IDSL_MINT: a deep learning framework to predict molecular fingerprints from mass spectra

Sadjad Fakouri Baygi,Dinesh Kumar Barupal
DOI: https://doi.org/10.1186/s13321-024-00804-5
2024-01-21
Journal of Cheminformatics
Abstract:The majority of tandem mass spectrometry (MS/MS) spectra in untargeted metabolomics and exposomics studies lack any annotation. Our deep learning framework, Integrated Data Science Laboratory for Metabolomics and Exposomics— M ass INT erpreter (IDSL_MINT) can translate MS/MS spectra into molecular fingerprint descriptors. IDSL_MINT allows users to leverage the power of the transformer model for mass spectrometry data, similar to the large language models. Models are trained on user-provided reference MS/MS libraries via any customizable molecular fingerprint descriptors. IDSL_MINT was benchmarked using the LipidMaps database and improved the annotation rate of a test study for MS/MS spectra that were not originally annotated using existing mass spectral libraries. IDSL_MINT may improve the overall annotation rates in untargeted metabolomics and exposomics studies. The IDSL_MINT framework and tutorials are available in the GitHub repository at https://github.com/idslme/IDSL_MINT.

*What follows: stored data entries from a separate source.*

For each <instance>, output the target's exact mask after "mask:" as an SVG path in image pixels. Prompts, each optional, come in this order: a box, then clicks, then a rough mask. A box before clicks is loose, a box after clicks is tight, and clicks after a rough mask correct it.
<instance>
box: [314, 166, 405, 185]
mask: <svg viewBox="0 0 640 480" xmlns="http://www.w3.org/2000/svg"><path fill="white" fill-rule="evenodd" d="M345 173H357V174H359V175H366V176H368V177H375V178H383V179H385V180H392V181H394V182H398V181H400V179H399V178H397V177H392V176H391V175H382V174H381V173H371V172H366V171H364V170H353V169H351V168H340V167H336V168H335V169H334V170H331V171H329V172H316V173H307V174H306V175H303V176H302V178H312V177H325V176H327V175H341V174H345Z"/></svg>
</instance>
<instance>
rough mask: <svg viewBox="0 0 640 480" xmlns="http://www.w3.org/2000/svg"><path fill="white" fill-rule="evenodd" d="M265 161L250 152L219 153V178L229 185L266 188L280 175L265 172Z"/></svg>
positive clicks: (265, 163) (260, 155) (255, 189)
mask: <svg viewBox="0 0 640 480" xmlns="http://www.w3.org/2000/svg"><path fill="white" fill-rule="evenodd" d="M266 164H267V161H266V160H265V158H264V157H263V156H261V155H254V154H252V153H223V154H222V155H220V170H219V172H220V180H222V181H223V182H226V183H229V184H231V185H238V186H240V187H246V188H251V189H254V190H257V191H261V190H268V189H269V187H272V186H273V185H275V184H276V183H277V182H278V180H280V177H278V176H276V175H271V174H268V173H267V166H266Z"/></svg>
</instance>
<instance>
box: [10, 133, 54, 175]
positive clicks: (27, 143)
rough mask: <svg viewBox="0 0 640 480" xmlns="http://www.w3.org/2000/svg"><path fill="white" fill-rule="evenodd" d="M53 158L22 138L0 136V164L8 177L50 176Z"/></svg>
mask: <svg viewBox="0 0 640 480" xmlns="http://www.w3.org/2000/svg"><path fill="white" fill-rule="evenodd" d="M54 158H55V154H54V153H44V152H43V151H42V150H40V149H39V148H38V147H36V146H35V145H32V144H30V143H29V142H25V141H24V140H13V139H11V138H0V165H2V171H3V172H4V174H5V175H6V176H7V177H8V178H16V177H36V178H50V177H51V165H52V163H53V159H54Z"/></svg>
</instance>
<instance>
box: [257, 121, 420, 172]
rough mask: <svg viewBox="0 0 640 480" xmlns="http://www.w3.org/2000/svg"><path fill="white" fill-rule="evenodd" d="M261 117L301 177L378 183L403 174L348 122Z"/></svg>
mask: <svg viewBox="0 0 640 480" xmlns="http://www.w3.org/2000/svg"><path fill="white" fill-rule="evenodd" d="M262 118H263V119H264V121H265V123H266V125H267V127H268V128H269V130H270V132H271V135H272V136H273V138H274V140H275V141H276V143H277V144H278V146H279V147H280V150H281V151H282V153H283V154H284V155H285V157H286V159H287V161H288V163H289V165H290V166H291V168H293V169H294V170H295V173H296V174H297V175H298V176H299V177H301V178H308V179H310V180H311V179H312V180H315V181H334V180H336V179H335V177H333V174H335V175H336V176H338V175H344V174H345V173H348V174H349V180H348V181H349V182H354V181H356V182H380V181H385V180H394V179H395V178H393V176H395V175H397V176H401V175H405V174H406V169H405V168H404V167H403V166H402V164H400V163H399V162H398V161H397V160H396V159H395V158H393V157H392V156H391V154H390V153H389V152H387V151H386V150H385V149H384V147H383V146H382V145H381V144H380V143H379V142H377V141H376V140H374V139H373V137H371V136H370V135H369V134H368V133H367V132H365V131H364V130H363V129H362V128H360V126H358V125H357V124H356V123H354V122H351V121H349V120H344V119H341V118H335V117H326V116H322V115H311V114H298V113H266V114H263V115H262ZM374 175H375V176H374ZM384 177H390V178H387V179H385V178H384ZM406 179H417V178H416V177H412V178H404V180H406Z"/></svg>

chemistry, multidisciplinary,computer science, interdisciplinary applications, information systems
What problem does this paper attempt to address?
This paper aims to address the issue of the lack of annotation for the large amount of mass spectrometry data (MS/MS spectra) generated in untargeted analysis in metabolomics and exposomics studies. Specifically, the paper introduces a deep learning framework called IDSL_MINT, which can transform MS/MS spectra into molecular fingerprint descriptors to aid in compound annotation. IDSL_MINT leverages a transformer model, similar to large language models, and is trained using a reference MS/MS library provided by the user and custom molecular fingerprint descriptors. Through benchmarking on the LipidMaps database, IDSL_MINT has improved the overall annotation rate of MS/MS spectra that are not annotated by existing mass spectrometry libraries. Therefore, IDSL_MINT is expected to enhance annotation efficiency in metabolomics and exposomics research.